護衛騎士の選択

宇多川 流

護衛騎士の選択

 白い壁は薄紅色の線で花が描かれ、気品と可愛らしさを備えている。乾いた空気に揺れるカーテンも少女の好みをしっかり捉えていた。

「明るいですね。景色もいいし」

 金髪の少女が陽の差し込む窓の外を眺める。

「公爵も是非ここを姫にお勧めします、とのことです」

 案内人の青年はにこやかに伝える。

 しかし、そばに控えるエドナは納得しきれずにいた。理由は勘としか言えないが。

「林が近過ぎる気がします。襲撃され易いかもしれません」

 護衛騎士としてそこが気になったのも事実だ。

「では、林を少し伐採しましょう。公爵も快諾なされるでしょう」

 案内人はクローゼットを開いて見せる。家具は少女の好みに合わせてあり、そしてどれも新品だ。

 公爵は国王の弟の一人だ。王都から離れた領地のため顔を合わせる機会は少ないが、これまでは会うたびに幼い姫を可愛がっていた。女騎士も何度も目にしている。

「壁も天井も家具なども新品ですね。今回のために建造したのですか?」

「もともとは別荘でしたが、姫の外部の住居をお探しとお聞きして改築されました」

「なるほど」

 エドナは壁に指先で触れる。わずかに白い粉が付着し、匂いを嗅いでみる。部屋には香が焚かれ、ほのかな甘い匂いで満たされている。しかし、指先にわずかに異質な匂いが移っていた気がした。

「ねえ、エドナはどう思う?」

 姫がこの屋敷を気に入っているのは明らかだが、それでも絶大な信頼を置く護衛騎士に意見を問う。
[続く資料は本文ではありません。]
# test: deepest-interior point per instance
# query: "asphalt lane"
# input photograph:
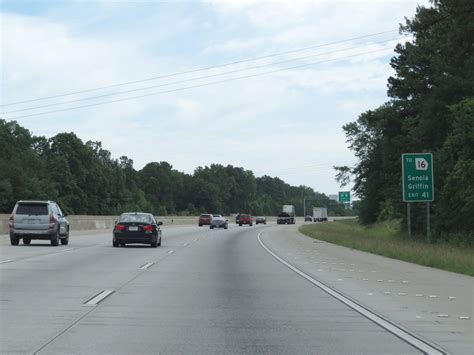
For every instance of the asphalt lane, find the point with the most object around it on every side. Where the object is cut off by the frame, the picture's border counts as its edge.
(203, 291)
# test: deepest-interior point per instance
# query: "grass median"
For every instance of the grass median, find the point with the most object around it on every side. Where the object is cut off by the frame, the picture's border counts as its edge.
(387, 239)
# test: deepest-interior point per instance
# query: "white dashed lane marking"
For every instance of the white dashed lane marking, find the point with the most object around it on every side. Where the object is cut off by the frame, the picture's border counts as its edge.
(98, 298)
(411, 338)
(146, 266)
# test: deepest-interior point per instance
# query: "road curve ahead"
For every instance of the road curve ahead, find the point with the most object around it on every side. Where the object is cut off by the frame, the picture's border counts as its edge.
(204, 291)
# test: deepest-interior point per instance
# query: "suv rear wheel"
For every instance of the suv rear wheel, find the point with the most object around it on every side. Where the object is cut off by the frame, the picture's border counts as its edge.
(65, 239)
(55, 239)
「そうですね……悪くはないですが、他の候補も見てみましょう。わたしの親戚にもいい屋敷を持て余している者がおります」

 確信はないまま、エドナは自分の勘に従うことにした。


「見立てが合っていたな」

 半年後、公爵の逮捕を上官に伝えられ騎士は勘が正しかったと知る。

「あの屋敷の壁や天井には、気温と湿度が一定以上になると空気中の水分に溶け出す毒が仕込まれていた」

「なるほど」

 部屋の光景を思い出し、女騎士はほっと息を吐いた。